Нет, ты нам не «проповеди» только говорил. Много ли в них толку, если проповеднику не веришь? Лишь вера способна убеждать. Но кто скажет — когда, в какую минуту, почему она является? Вот ее не было — вот она есть: возник интерес, пробудилась мысль, оживилось сердце, вдохновилась душа, то есть одухотворилась — и человек верит. И все, что исходит от учителя, уже священно, наполнено особым смыслом, как бы только для посвященных. А ведь ты, наш учитель Аверьян Иванович, говорил нам, показывал ну самое что ни на есть простое, вернее сказать, то, что умели другие школьные учителя: на уроках строгали, долбили из мягких еловых чурок модели кораблей; клеили планеры и ходили запускать их с отвесной горы у реки, накручивая резиновые «моторчики». Помнишь, Аверьян, как Мишка Макаров покатился к обрыву, но ты успел поймать его за рубашку, и всем классом мы вытащили вас, кинув тебе веревку; ты еще говорил: «В рубашке ты родился, Миша, и хорошо, что в крепкой…» Мастерили табуретки, бочата — кто что умел; собирали и сушили гербарии, делали чучела птиц; и очень любили ходить в тайгу: она была нашей, но, оказалось, многое мы не знали как назвать — травы, кустарники, мелких птиц, насекомых… Помнишь, в голубичнике подняли медведя, он дремал, ослепший от гнуса, с перепугу страшно заревел, заполошно шарахнулся в нашу сторону, вонючий, горячий, облипший лесной трухой, ты выстрелил из ружья вверх, медведь повернулся к чащобнику и упрыгал, а Оля Кондрашова в штанишки «сделала»; ты сказал нам, что такое с каждым может случиться, даже с тем же медведем, попросил — никогда никому не рассказывать об этом, а кто проболтается, того будем презирать до конца наших дней; и удивительно, про случай этот мы словно забыли, никогда, никто, нигде даже намеком не проговорился… Вскопали мы свой огород и вырастили, удивив старожилов, тогда еще мало веривших в таежные «овощи-фрукты», картошку и капусту, а потом огурцы с помидорами научились выращивать в парнике.

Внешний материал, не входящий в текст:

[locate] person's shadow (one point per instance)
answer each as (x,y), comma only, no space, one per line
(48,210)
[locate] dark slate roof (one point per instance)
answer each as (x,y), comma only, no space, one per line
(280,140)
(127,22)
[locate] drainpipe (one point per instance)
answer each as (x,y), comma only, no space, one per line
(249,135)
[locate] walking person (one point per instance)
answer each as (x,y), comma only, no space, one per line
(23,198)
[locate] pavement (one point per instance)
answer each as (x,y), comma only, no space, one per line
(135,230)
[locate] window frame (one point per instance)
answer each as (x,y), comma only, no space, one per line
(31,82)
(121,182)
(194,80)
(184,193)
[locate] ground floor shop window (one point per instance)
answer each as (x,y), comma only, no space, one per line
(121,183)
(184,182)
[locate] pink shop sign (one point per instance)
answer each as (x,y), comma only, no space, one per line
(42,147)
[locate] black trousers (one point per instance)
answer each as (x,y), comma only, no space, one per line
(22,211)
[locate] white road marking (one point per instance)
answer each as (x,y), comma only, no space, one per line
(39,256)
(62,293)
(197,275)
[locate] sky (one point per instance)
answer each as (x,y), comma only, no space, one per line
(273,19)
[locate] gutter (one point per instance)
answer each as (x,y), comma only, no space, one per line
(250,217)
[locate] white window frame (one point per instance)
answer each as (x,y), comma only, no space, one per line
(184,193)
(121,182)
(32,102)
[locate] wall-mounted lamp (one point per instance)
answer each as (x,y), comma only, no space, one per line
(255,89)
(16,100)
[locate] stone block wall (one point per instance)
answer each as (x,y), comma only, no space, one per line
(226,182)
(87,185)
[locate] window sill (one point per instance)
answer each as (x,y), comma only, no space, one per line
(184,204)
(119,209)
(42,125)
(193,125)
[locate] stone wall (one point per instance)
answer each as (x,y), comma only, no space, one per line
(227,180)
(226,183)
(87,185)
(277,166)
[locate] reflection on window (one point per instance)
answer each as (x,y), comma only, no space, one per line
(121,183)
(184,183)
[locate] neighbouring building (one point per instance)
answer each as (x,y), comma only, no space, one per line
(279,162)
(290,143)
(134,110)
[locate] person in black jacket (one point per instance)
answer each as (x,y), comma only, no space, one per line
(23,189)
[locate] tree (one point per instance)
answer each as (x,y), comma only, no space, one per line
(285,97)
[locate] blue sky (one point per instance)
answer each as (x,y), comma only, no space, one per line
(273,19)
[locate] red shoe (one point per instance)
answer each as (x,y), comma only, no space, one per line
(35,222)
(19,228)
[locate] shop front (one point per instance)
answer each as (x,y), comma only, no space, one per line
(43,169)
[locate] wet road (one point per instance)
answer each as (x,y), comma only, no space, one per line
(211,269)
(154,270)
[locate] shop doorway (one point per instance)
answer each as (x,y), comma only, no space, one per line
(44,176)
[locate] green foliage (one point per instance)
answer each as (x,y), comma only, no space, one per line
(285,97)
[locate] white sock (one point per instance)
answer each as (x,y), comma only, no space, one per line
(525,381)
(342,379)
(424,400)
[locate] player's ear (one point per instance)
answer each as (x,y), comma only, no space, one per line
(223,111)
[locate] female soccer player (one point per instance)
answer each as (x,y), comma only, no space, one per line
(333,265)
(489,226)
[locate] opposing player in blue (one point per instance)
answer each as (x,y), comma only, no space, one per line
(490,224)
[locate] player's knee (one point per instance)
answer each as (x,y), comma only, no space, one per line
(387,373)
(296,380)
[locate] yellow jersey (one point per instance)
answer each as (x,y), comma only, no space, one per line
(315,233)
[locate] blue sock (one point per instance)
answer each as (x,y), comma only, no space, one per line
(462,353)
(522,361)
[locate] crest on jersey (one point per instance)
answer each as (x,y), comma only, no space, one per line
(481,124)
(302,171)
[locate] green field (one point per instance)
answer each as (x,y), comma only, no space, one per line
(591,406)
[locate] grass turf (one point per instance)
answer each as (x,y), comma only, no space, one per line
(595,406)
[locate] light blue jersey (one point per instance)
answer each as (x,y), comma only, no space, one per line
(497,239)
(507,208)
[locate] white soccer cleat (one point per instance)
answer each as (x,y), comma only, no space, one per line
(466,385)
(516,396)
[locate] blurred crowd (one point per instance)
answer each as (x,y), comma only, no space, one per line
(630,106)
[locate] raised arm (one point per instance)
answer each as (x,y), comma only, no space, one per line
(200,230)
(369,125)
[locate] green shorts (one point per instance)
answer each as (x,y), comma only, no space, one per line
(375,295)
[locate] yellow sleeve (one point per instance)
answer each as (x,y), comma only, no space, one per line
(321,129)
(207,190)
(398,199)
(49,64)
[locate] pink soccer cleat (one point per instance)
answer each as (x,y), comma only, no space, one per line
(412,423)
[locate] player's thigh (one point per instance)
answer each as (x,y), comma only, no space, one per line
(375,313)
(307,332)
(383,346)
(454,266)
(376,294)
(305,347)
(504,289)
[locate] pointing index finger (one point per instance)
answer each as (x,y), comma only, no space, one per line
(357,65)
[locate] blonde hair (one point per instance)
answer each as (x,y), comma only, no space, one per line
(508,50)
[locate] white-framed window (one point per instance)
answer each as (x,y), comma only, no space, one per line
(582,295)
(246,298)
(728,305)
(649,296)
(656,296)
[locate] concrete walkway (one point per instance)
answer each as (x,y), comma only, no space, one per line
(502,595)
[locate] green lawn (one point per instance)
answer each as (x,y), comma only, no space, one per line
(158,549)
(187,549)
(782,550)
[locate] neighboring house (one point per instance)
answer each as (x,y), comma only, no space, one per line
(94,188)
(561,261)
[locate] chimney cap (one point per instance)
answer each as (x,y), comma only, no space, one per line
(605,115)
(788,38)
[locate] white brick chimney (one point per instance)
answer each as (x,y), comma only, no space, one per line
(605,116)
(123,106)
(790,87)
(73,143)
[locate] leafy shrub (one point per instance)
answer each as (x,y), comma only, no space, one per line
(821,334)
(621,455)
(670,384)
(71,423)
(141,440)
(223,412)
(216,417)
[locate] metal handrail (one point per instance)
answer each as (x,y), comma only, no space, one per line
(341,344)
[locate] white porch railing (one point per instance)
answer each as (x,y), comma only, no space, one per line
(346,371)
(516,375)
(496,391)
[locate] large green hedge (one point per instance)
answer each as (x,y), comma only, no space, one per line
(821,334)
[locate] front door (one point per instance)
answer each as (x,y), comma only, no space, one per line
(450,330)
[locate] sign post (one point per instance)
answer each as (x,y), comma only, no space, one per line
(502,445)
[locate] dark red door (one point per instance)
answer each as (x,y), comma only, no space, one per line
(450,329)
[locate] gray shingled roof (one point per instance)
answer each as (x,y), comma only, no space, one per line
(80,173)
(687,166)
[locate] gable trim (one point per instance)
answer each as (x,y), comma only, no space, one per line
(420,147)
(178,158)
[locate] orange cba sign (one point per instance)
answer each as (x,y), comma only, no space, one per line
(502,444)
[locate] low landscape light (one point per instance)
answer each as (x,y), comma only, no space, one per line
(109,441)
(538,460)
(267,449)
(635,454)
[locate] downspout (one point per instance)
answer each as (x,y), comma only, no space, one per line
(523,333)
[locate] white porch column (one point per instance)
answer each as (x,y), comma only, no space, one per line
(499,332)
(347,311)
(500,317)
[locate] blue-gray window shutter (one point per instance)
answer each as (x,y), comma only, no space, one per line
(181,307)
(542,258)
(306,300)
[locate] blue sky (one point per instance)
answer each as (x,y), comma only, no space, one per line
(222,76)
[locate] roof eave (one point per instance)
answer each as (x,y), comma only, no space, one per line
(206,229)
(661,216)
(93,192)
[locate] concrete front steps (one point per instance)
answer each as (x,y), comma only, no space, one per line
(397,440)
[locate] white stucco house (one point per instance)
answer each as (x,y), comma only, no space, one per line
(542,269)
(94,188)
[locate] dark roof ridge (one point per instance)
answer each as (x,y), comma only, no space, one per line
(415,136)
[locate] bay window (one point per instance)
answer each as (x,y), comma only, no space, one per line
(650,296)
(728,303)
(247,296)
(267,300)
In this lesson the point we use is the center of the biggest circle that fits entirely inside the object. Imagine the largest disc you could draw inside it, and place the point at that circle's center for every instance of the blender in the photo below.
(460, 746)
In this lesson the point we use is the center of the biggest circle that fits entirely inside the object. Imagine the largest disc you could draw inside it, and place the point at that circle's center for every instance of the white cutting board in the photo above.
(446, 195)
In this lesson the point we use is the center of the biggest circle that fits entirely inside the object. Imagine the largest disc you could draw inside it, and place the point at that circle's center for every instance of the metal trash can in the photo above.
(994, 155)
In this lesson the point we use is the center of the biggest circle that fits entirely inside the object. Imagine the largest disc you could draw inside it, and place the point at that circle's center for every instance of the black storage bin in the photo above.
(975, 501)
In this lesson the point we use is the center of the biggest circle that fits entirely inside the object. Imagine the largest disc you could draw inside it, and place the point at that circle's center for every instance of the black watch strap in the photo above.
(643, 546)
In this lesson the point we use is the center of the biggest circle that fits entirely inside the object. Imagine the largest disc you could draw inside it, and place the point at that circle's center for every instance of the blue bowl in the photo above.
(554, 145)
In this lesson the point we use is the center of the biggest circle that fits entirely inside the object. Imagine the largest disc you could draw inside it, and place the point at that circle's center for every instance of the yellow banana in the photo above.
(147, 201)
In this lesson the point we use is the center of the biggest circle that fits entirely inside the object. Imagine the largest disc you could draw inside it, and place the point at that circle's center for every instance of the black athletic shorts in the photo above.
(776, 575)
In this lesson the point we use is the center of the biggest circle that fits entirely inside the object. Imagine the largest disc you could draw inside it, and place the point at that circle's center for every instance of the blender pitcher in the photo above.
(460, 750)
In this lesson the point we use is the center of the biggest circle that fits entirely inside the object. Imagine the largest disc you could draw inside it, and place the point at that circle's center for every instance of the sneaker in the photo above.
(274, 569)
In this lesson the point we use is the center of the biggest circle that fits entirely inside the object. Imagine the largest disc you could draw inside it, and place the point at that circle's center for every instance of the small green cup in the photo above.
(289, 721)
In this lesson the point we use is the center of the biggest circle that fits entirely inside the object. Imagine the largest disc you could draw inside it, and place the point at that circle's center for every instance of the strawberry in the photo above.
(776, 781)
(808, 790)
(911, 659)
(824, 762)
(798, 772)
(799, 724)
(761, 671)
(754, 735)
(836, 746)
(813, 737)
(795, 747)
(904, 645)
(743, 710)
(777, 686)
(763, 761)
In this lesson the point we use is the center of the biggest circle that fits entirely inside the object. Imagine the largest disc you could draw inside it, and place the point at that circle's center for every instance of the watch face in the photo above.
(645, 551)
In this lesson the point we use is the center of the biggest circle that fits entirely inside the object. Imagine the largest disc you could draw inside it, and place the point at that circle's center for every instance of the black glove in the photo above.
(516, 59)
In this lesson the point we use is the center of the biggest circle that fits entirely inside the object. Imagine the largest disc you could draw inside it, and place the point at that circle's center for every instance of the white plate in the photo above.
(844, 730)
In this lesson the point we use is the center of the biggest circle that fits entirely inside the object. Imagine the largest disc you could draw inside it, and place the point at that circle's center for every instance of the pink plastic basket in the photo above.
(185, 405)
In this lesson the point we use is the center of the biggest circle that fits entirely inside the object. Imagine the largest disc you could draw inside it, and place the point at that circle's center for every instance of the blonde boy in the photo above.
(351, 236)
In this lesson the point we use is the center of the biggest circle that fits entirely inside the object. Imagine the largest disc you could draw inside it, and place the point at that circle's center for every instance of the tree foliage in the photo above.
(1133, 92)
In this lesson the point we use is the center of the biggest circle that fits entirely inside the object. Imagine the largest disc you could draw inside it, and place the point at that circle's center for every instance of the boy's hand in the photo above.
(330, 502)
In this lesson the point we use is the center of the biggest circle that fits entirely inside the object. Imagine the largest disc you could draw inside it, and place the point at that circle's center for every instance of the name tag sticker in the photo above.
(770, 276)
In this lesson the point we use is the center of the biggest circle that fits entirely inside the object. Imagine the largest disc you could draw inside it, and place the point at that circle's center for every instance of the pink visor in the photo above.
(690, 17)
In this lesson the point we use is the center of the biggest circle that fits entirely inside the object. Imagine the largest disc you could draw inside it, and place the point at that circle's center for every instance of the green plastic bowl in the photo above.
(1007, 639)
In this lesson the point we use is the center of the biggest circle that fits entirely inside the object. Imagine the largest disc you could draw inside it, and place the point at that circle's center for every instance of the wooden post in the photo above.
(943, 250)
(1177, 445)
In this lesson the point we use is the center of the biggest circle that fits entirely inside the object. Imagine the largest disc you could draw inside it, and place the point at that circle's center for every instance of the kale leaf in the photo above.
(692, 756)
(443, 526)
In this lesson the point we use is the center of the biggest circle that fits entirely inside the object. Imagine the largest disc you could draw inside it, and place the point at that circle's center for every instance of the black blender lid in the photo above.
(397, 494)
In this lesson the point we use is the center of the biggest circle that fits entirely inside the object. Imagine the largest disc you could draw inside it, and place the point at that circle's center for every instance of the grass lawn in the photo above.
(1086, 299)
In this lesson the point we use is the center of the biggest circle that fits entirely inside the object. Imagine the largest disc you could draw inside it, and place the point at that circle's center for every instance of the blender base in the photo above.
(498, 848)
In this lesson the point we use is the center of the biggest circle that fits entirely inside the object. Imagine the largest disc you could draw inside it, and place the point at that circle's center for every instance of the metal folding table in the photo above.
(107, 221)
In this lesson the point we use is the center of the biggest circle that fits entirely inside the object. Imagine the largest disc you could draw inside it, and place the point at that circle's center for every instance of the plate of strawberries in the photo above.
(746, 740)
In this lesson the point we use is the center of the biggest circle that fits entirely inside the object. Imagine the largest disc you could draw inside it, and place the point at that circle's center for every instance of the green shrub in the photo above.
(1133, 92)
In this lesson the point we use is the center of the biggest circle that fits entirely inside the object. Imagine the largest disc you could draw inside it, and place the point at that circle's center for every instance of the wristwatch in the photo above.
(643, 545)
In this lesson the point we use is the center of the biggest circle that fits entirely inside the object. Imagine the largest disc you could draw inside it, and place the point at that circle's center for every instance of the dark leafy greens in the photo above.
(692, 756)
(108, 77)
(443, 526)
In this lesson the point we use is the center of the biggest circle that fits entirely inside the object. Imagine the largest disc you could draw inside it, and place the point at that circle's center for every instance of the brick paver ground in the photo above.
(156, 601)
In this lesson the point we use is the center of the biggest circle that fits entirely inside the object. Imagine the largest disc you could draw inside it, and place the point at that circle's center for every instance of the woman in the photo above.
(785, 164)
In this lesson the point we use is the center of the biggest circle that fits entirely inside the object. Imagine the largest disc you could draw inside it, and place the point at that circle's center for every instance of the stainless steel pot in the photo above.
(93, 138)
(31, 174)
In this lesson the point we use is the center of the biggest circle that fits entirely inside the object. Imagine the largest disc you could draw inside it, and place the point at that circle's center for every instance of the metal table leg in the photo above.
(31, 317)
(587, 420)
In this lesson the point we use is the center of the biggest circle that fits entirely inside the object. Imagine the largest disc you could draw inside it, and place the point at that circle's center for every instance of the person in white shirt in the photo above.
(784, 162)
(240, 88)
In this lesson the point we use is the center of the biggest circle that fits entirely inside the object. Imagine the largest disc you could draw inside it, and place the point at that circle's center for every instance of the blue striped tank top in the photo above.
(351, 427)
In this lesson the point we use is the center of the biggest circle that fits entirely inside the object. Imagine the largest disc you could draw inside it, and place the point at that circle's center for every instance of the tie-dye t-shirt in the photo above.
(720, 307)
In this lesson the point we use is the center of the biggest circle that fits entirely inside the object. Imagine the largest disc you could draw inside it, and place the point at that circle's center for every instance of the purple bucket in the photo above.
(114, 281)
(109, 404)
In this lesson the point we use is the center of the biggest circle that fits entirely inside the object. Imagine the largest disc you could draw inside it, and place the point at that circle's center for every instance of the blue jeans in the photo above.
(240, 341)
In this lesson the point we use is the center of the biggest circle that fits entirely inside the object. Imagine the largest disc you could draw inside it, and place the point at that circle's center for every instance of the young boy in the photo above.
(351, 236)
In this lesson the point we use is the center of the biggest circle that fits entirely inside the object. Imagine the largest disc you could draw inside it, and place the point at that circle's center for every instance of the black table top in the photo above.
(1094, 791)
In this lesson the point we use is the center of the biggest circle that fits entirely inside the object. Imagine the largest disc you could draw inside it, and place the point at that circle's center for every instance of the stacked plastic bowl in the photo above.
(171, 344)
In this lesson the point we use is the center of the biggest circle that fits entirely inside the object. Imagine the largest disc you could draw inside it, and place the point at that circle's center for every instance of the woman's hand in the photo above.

Вот ведь что получается: ранее я сказал, мол, ты делал то, что умели другие учителя. То, да не так, по-своему, ну, как, скажем, не повторяет талантливый художник сотоварищей; ты не просто учил, а словно бы творил жизнь вокруг нас, и уже эта жизнь учила, воспитывала наши чувства, мысли.
Особенно запомнилось: всем классом собирали детекторный радиоприемник, и когда наконец, сквозь свисты, хрипы, трески эфира, он уловил позывные Москвы, мы закричали: «Ура Аверьяну Ивановичу!» Ты приехал к нам из Москвы, мы впервые с твоей помощью услышали голос Москвы, ты так много о ней рассказывал — и все это, ты и Москва, соединилось для нас в нечто общее. Мы уже не представляли нашу столицу без тебя, да и сейчас я вижу ее только с тобой: ты в ней, а она в тебе — были, есть, будете.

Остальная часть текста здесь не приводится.